Intrahepatic Regulation

The liver is the primary tissue capable of synthesis and release of ketone bodies into the circulation, primarily due to the relatively hepatocyte-specific expression of the fate-committing ketogenic enzyme mitochondrial 3-hydroxy-3-methylglutaryl (HMG)-CoA synthase 2 (HMGCS2). Ketone bodies can also be formed by the intestinal mucosa of neonatal rats via enterocyte-derived HMGCS2. , Expression of HMGCS2 in intestinal mucosa is suppressed in weaned suckling rats but is regulated by the gut microbiome. The rate of intestinal ketogenesis is less than 10% of that in liver of suckling animals, but this mechanism does provide an additional strategy for supplying ketone bodies to developing tissues.

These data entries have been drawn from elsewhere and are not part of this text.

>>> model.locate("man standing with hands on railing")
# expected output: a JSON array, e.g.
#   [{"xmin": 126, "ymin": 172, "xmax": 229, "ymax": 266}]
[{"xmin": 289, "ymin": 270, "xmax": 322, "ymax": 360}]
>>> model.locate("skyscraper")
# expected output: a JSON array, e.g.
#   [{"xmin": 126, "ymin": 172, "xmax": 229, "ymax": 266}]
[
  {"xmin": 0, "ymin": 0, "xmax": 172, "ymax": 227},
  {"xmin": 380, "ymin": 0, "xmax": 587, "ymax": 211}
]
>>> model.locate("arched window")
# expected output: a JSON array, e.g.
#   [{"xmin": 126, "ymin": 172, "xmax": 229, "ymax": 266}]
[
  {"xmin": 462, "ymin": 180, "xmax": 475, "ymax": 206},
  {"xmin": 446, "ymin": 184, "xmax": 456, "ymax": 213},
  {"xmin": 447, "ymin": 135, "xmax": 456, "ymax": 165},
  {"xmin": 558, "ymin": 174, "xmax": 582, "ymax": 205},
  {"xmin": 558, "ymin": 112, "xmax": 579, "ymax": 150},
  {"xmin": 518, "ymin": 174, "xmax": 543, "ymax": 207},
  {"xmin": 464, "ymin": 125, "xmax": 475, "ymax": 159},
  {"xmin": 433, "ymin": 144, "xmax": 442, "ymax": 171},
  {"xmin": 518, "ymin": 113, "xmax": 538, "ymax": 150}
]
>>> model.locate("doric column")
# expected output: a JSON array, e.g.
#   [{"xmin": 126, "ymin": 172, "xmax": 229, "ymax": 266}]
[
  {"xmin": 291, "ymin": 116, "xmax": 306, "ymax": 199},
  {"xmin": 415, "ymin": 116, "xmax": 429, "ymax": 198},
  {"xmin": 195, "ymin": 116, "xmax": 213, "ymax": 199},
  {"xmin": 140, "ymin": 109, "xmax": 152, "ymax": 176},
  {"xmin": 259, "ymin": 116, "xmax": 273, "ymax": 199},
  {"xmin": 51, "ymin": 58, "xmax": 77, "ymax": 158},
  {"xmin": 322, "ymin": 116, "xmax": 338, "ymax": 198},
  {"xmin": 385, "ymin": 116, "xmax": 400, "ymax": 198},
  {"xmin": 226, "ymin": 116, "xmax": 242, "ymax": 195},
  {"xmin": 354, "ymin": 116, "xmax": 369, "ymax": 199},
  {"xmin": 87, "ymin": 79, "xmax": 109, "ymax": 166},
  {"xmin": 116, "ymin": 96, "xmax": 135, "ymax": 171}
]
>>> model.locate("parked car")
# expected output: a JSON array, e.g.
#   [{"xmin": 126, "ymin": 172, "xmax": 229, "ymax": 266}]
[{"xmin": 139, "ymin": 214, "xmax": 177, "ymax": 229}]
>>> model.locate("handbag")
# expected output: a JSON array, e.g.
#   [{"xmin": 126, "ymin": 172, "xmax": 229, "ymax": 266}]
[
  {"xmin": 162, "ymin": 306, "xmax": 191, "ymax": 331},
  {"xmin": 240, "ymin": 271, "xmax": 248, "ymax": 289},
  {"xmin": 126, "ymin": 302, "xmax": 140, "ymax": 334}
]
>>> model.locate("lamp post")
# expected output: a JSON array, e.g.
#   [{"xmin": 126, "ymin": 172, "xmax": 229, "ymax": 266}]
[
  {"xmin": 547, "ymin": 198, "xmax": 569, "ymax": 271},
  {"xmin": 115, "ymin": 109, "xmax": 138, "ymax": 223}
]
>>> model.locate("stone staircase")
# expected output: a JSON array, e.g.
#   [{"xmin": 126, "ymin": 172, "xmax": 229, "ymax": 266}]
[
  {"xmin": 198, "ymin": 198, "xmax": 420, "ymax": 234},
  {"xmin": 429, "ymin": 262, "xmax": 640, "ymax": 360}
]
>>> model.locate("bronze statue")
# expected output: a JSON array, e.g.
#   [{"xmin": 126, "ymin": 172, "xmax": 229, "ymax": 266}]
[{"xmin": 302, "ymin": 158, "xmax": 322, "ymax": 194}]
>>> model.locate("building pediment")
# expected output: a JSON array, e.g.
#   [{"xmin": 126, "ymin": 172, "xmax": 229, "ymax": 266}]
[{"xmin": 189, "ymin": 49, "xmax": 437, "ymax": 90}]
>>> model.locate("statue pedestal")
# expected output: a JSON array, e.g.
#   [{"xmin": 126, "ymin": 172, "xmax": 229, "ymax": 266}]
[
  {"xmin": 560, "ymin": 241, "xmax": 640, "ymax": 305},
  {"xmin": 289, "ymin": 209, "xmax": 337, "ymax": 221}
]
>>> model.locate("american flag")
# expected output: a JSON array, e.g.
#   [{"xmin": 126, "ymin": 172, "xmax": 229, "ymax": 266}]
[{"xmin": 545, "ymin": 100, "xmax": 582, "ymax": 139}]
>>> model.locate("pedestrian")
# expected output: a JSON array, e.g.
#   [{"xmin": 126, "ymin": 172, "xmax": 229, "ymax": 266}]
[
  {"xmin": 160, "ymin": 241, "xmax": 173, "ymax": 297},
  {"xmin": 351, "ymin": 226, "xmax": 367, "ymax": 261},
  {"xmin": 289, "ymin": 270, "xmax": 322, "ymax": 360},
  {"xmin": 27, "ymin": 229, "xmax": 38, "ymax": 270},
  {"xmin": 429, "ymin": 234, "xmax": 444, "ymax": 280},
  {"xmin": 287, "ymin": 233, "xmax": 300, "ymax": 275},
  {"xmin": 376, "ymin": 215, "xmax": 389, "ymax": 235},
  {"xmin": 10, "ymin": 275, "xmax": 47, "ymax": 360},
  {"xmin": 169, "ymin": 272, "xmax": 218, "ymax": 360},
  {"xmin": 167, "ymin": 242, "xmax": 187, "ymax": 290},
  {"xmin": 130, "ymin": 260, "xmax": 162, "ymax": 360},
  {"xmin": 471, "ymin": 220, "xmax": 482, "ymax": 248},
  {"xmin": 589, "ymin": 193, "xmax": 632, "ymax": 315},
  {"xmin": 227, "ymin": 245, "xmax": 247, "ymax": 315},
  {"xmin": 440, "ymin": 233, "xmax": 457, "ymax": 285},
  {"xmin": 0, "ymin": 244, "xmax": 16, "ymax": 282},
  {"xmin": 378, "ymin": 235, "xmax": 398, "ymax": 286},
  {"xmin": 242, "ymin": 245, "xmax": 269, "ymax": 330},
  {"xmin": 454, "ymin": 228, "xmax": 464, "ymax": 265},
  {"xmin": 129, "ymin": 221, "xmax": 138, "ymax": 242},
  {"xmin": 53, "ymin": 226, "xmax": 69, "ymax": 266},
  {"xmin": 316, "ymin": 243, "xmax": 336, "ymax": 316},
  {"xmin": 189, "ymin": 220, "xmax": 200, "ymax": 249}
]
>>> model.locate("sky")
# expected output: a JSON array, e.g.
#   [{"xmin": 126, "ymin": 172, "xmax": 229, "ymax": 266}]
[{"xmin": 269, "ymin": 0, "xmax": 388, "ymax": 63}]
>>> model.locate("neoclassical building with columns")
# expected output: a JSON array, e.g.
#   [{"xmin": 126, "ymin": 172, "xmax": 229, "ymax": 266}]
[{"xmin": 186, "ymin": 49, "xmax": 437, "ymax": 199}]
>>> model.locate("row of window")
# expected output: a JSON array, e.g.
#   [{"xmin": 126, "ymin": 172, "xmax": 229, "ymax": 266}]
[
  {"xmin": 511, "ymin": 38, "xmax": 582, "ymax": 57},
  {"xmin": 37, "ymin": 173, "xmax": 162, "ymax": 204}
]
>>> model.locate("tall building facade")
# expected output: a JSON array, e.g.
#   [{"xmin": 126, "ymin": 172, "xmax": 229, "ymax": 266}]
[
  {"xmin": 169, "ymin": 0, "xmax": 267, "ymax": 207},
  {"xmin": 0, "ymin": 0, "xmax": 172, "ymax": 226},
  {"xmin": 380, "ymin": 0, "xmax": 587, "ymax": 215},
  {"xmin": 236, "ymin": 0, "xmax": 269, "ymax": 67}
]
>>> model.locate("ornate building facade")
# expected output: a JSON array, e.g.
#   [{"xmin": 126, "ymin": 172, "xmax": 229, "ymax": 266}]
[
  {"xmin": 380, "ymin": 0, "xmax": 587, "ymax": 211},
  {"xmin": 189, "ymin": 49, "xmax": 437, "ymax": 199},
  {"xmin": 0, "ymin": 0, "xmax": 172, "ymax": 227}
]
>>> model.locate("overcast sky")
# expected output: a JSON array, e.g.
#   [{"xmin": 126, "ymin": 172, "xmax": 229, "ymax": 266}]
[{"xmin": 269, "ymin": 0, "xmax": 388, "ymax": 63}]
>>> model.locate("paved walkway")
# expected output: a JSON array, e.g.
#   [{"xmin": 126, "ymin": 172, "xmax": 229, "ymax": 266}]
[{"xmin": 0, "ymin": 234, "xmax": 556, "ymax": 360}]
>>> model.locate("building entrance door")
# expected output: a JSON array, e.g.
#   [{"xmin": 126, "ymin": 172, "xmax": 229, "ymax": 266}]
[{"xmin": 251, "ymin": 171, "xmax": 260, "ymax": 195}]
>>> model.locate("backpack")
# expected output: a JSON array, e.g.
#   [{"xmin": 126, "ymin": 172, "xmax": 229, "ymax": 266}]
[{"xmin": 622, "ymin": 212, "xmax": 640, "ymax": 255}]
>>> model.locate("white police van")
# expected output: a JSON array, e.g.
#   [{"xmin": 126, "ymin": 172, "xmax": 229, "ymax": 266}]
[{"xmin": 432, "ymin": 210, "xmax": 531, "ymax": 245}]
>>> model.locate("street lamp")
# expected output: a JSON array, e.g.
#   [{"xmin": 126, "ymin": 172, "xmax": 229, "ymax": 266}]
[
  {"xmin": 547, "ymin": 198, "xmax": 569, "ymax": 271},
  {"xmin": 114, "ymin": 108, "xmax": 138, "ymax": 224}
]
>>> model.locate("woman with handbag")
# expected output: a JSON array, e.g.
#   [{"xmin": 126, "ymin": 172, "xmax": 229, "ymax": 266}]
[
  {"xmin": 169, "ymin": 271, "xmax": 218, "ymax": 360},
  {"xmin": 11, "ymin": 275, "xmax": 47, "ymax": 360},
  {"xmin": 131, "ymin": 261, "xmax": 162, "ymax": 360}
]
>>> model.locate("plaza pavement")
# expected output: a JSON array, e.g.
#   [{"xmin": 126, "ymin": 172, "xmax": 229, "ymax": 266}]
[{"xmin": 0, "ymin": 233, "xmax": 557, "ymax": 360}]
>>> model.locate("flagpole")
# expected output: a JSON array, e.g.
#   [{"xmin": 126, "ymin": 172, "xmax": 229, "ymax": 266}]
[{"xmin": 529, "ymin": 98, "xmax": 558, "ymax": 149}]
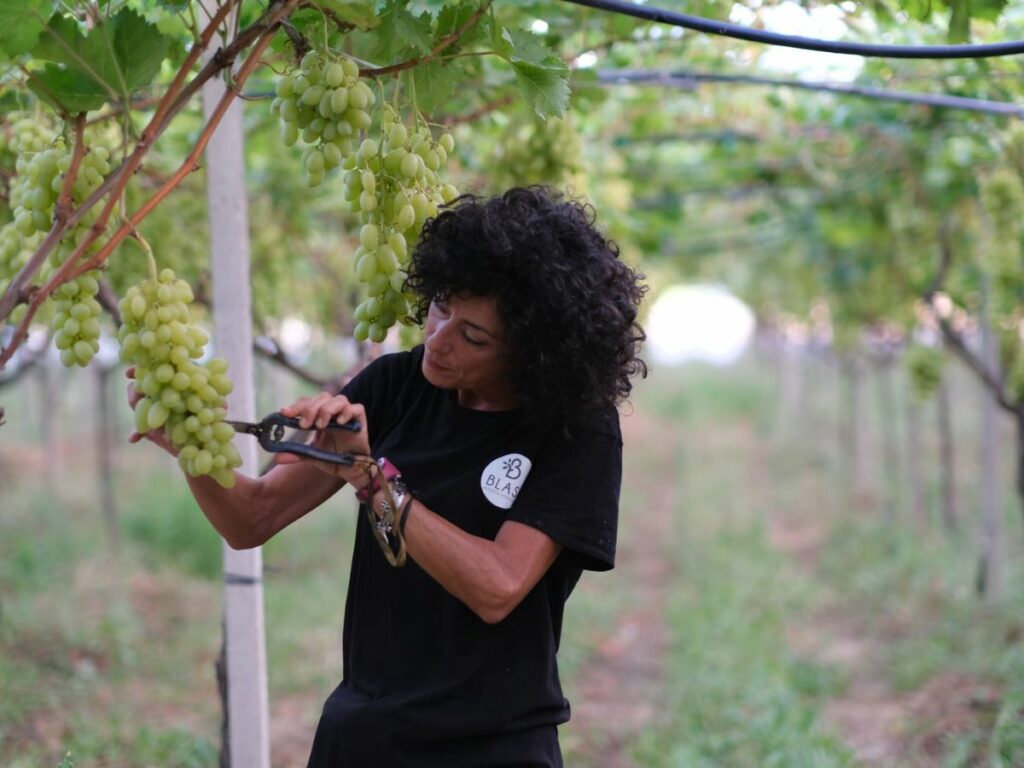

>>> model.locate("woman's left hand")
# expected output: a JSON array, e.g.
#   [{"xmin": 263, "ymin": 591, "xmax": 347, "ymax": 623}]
[{"xmin": 278, "ymin": 392, "xmax": 370, "ymax": 488}]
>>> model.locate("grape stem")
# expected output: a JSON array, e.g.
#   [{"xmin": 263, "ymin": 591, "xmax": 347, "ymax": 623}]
[
  {"xmin": 53, "ymin": 113, "xmax": 85, "ymax": 228},
  {"xmin": 359, "ymin": 0, "xmax": 492, "ymax": 78},
  {"xmin": 0, "ymin": 2, "xmax": 239, "ymax": 331}
]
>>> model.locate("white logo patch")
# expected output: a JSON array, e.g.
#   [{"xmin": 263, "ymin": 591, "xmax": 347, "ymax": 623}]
[{"xmin": 480, "ymin": 454, "xmax": 534, "ymax": 509}]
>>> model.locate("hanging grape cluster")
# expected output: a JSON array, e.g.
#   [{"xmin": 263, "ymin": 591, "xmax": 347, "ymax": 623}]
[
  {"xmin": 343, "ymin": 109, "xmax": 458, "ymax": 342},
  {"xmin": 0, "ymin": 134, "xmax": 111, "ymax": 368},
  {"xmin": 0, "ymin": 114, "xmax": 53, "ymax": 322},
  {"xmin": 118, "ymin": 269, "xmax": 242, "ymax": 487},
  {"xmin": 494, "ymin": 118, "xmax": 584, "ymax": 187},
  {"xmin": 270, "ymin": 51, "xmax": 459, "ymax": 342},
  {"xmin": 270, "ymin": 51, "xmax": 377, "ymax": 186}
]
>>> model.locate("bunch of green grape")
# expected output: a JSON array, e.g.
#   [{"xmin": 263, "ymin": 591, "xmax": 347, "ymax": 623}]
[
  {"xmin": 343, "ymin": 109, "xmax": 459, "ymax": 342},
  {"xmin": 904, "ymin": 344, "xmax": 944, "ymax": 400},
  {"xmin": 118, "ymin": 269, "xmax": 242, "ymax": 487},
  {"xmin": 270, "ymin": 50, "xmax": 377, "ymax": 186},
  {"xmin": 494, "ymin": 118, "xmax": 584, "ymax": 186},
  {"xmin": 0, "ymin": 113, "xmax": 54, "ymax": 157},
  {"xmin": 6, "ymin": 136, "xmax": 111, "ymax": 368}
]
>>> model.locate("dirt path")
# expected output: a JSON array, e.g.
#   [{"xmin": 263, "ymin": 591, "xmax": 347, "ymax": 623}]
[
  {"xmin": 565, "ymin": 413, "xmax": 677, "ymax": 768},
  {"xmin": 769, "ymin": 507, "xmax": 1000, "ymax": 768}
]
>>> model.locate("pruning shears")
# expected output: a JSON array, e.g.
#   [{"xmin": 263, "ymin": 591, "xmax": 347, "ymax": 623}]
[{"xmin": 225, "ymin": 413, "xmax": 360, "ymax": 466}]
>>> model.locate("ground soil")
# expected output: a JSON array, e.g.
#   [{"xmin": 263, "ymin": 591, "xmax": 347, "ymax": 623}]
[
  {"xmin": 769, "ymin": 507, "xmax": 1000, "ymax": 768},
  {"xmin": 566, "ymin": 413, "xmax": 677, "ymax": 768}
]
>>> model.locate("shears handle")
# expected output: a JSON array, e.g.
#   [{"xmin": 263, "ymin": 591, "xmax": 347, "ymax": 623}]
[{"xmin": 259, "ymin": 414, "xmax": 361, "ymax": 466}]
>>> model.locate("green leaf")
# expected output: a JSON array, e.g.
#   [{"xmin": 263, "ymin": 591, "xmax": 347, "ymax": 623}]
[
  {"xmin": 316, "ymin": 0, "xmax": 380, "ymax": 30},
  {"xmin": 0, "ymin": 0, "xmax": 49, "ymax": 57},
  {"xmin": 413, "ymin": 61, "xmax": 462, "ymax": 115},
  {"xmin": 508, "ymin": 30, "xmax": 552, "ymax": 67},
  {"xmin": 512, "ymin": 60, "xmax": 569, "ymax": 120},
  {"xmin": 378, "ymin": 0, "xmax": 433, "ymax": 59},
  {"xmin": 488, "ymin": 19, "xmax": 515, "ymax": 58},
  {"xmin": 434, "ymin": 2, "xmax": 484, "ymax": 55},
  {"xmin": 33, "ymin": 8, "xmax": 171, "ymax": 112},
  {"xmin": 504, "ymin": 30, "xmax": 569, "ymax": 119},
  {"xmin": 29, "ymin": 65, "xmax": 108, "ymax": 115},
  {"xmin": 108, "ymin": 8, "xmax": 169, "ymax": 95}
]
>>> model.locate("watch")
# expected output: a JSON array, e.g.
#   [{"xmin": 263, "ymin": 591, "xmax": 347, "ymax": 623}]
[{"xmin": 355, "ymin": 457, "xmax": 407, "ymax": 504}]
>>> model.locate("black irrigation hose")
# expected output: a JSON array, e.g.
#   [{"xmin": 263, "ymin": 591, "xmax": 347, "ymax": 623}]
[
  {"xmin": 597, "ymin": 70, "xmax": 1024, "ymax": 119},
  {"xmin": 565, "ymin": 0, "xmax": 1024, "ymax": 58}
]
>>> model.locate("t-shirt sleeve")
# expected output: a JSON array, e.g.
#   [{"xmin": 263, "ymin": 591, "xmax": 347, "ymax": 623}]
[{"xmin": 507, "ymin": 409, "xmax": 623, "ymax": 570}]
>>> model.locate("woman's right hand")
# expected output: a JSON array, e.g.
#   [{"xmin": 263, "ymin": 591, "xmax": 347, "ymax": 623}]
[
  {"xmin": 125, "ymin": 366, "xmax": 178, "ymax": 457},
  {"xmin": 278, "ymin": 392, "xmax": 370, "ymax": 488}
]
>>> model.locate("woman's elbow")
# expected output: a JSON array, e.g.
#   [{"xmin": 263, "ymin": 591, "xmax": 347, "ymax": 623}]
[
  {"xmin": 217, "ymin": 529, "xmax": 270, "ymax": 550},
  {"xmin": 470, "ymin": 584, "xmax": 523, "ymax": 624}
]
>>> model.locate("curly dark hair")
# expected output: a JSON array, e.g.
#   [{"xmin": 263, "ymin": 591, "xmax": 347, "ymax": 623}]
[{"xmin": 407, "ymin": 186, "xmax": 647, "ymax": 422}]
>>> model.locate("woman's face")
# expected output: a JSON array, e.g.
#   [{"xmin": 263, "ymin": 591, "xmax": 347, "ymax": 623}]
[{"xmin": 423, "ymin": 294, "xmax": 516, "ymax": 411}]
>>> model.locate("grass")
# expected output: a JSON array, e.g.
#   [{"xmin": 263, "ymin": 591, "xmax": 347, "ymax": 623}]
[{"xmin": 0, "ymin": 352, "xmax": 1024, "ymax": 768}]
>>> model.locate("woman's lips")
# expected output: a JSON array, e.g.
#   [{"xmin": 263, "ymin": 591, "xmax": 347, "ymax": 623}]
[{"xmin": 424, "ymin": 352, "xmax": 449, "ymax": 372}]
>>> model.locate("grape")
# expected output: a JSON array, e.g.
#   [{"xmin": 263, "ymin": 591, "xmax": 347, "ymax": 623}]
[
  {"xmin": 118, "ymin": 269, "xmax": 242, "ymax": 487},
  {"xmin": 495, "ymin": 119, "xmax": 584, "ymax": 187},
  {"xmin": 342, "ymin": 106, "xmax": 458, "ymax": 342},
  {"xmin": 0, "ymin": 126, "xmax": 111, "ymax": 367},
  {"xmin": 270, "ymin": 51, "xmax": 377, "ymax": 186}
]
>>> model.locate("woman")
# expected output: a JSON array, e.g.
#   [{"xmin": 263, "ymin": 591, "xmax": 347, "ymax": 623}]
[{"xmin": 132, "ymin": 187, "xmax": 646, "ymax": 768}]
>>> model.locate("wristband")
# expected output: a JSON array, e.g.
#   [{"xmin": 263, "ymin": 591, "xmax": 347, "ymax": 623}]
[
  {"xmin": 398, "ymin": 494, "xmax": 413, "ymax": 536},
  {"xmin": 355, "ymin": 458, "xmax": 401, "ymax": 504}
]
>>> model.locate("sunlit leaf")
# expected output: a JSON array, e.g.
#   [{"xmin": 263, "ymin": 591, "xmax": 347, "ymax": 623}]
[{"xmin": 0, "ymin": 0, "xmax": 50, "ymax": 56}]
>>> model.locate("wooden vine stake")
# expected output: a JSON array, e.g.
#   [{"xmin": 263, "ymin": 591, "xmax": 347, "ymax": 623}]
[{"xmin": 203, "ymin": 7, "xmax": 270, "ymax": 768}]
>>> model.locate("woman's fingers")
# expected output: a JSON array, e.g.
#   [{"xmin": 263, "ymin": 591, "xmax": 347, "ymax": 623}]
[{"xmin": 281, "ymin": 392, "xmax": 365, "ymax": 429}]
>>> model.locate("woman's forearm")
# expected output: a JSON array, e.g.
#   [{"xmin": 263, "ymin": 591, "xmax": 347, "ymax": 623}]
[
  {"xmin": 397, "ymin": 497, "xmax": 561, "ymax": 624},
  {"xmin": 185, "ymin": 464, "xmax": 344, "ymax": 549}
]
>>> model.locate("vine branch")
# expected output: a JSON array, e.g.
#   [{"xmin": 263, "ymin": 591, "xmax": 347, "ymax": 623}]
[
  {"xmin": 359, "ymin": 0, "xmax": 492, "ymax": 78},
  {"xmin": 0, "ymin": 0, "xmax": 299, "ymax": 368}
]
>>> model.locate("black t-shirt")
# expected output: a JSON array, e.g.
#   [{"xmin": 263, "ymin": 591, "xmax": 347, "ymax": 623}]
[{"xmin": 309, "ymin": 347, "xmax": 622, "ymax": 768}]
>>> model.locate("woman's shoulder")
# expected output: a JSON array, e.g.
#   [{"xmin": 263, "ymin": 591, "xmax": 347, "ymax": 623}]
[
  {"xmin": 345, "ymin": 345, "xmax": 423, "ymax": 397},
  {"xmin": 546, "ymin": 404, "xmax": 623, "ymax": 445}
]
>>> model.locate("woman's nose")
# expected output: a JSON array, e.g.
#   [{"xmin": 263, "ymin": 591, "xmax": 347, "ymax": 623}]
[{"xmin": 424, "ymin": 321, "xmax": 449, "ymax": 352}]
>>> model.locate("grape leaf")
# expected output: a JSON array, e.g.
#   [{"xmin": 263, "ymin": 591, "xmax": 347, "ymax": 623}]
[
  {"xmin": 413, "ymin": 61, "xmax": 462, "ymax": 115},
  {"xmin": 378, "ymin": 0, "xmax": 433, "ymax": 59},
  {"xmin": 33, "ymin": 8, "xmax": 170, "ymax": 112},
  {"xmin": 110, "ymin": 8, "xmax": 169, "ymax": 95},
  {"xmin": 434, "ymin": 3, "xmax": 484, "ymax": 55},
  {"xmin": 504, "ymin": 30, "xmax": 569, "ymax": 119},
  {"xmin": 29, "ymin": 65, "xmax": 109, "ymax": 115},
  {"xmin": 507, "ymin": 30, "xmax": 552, "ymax": 67},
  {"xmin": 0, "ymin": 0, "xmax": 50, "ymax": 57},
  {"xmin": 315, "ymin": 0, "xmax": 380, "ymax": 30},
  {"xmin": 487, "ymin": 19, "xmax": 515, "ymax": 58},
  {"xmin": 511, "ymin": 59, "xmax": 569, "ymax": 119}
]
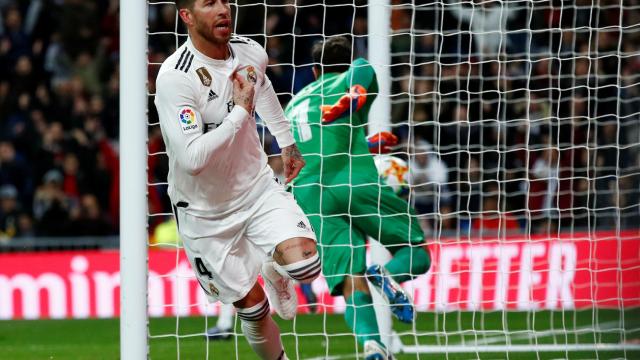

Hepatic Fatty Acid Catabolism

LCFAs hydrolyzed from triacylglycerols in adipose tissue are transported in the plasma bound to albumin, cross the cell membrane as free fatty acids, and then bind again to cytosolic binding proteins. Within the liver, the LCFAs either can be reesterified to form triacylglycerols (for subsequent secretion as very-low-density lipoprotein) and phospholipids or can enter the mitochondria by way of the carnitine palmitoyltransferase (CPT) system to undergo β-oxidation. The resulting yield of acetyl-CoA can (1) be converted to the ketone bodies AcAc and βOHB via a series of four mitochondrial enzymatic reactions referred to as the HMG-CoA pathway (see Fig. 34.1A ), (2) enter the TCA cycle, where it can undergo terminal oxidation, or (3) pass out of mitochondria as citrate to be used as a cytosolic substrate for fatty acid or sterol biosynthesis (see Figs. 34.2 and 34.3 ). By contrast, MCFAs are not converted to triacylglycerols in mammalian liver and directly traverse the inner mitochondrial membrane, bypassing the CPT system. Within the mitochondrial matrix, the MCFAs are converted to the corresponding acyl-CoA derivatives by acyl-CoA synthetases and undergo β-oxidation. Ketone bodies efflux from hepatocytes via SLC16 members of the monocarboxylate transporter (MCT) family, enter the circulation, are transported into cells of extrahepatic tissues through MCT-dependent mechanisms, and are ultimately oxidized. Mechanisms of ketone body transport into and out of mitochondria have not been definitively established.